In one of the last rooms is a collection of photographs by Luc Delahaye, Thomas Ruff, and Walead Beshty. These images also are massive, but with different techniques that blur the destruction. Delahaye’s “Ambush, Ramadi” displays an army tank in the aftermath an attack. It is devoid of any people, but the presence of human destruction is very apparent due to, and in spite of the dust enshrouding the Iraqi town. The two overly-enlarged digital images by Ruff are a pixelated account of a human-caused disaster. The low resolution makes it not entirely clear what is happening, a visual breakdown such that happens in the very moment disaster strikes, when victims are conscious that something awful has occurred but are unaware of the actual cause. Beshty’s use of multiple exposures for his “Travel Pictures” triptych creates a colored glow over piles of books and broken glass in a dingy basement. The images appear to be a haunting reminder of a harmful past.

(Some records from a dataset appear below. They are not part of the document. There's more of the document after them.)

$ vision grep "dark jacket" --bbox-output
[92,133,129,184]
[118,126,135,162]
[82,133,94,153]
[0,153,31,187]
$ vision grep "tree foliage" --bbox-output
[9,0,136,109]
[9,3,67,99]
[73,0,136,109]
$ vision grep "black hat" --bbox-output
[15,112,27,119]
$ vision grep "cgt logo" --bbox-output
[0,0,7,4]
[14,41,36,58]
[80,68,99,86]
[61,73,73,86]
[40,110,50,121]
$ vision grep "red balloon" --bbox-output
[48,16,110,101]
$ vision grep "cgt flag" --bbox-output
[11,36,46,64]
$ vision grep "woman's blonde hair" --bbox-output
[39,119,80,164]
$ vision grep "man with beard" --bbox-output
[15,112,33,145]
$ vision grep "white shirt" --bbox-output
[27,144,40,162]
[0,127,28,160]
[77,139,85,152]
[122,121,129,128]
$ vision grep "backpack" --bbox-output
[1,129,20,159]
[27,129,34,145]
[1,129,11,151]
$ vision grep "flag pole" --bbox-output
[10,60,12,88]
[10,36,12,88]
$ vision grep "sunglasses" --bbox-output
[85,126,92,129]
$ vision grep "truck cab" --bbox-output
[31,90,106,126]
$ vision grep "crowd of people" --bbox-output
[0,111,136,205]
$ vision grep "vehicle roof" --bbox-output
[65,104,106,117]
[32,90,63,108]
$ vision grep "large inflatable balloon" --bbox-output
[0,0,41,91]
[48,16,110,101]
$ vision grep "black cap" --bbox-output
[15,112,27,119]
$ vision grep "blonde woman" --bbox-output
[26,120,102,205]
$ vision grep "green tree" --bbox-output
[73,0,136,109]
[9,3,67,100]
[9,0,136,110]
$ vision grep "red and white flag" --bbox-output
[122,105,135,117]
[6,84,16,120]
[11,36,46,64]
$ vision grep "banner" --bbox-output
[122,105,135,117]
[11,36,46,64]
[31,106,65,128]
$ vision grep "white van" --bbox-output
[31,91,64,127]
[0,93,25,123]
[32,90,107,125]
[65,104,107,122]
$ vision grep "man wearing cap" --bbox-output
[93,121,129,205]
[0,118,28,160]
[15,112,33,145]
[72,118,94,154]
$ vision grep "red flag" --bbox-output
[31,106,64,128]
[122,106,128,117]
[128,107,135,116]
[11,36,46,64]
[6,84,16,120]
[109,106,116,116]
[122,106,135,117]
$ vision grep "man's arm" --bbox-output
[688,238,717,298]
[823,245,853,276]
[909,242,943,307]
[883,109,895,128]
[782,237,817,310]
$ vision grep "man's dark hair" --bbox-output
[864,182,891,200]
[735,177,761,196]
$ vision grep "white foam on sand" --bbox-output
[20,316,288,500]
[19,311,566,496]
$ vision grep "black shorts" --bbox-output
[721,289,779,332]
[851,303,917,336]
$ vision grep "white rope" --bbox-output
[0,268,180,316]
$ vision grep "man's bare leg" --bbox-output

The use of photography isn’t documentary in Damage Control. Photography here becomes a controlled creative medium like its counterparts, embracing the technology to play its own part in interpretation and metaphor. The naturalistic quality and life-sized production draw the viewer in with recognizable imagery, but continues down a longer path of reflection on how we try to control, mitigate, or interpret destruction in a way that we can make sense of it all.
Damage Control: Art and Destruction Since 1950 is currently on view at the Hirshhorn Museum until May 2014. Open every day 10 a.m.-5:30 p.m.; closed December 25.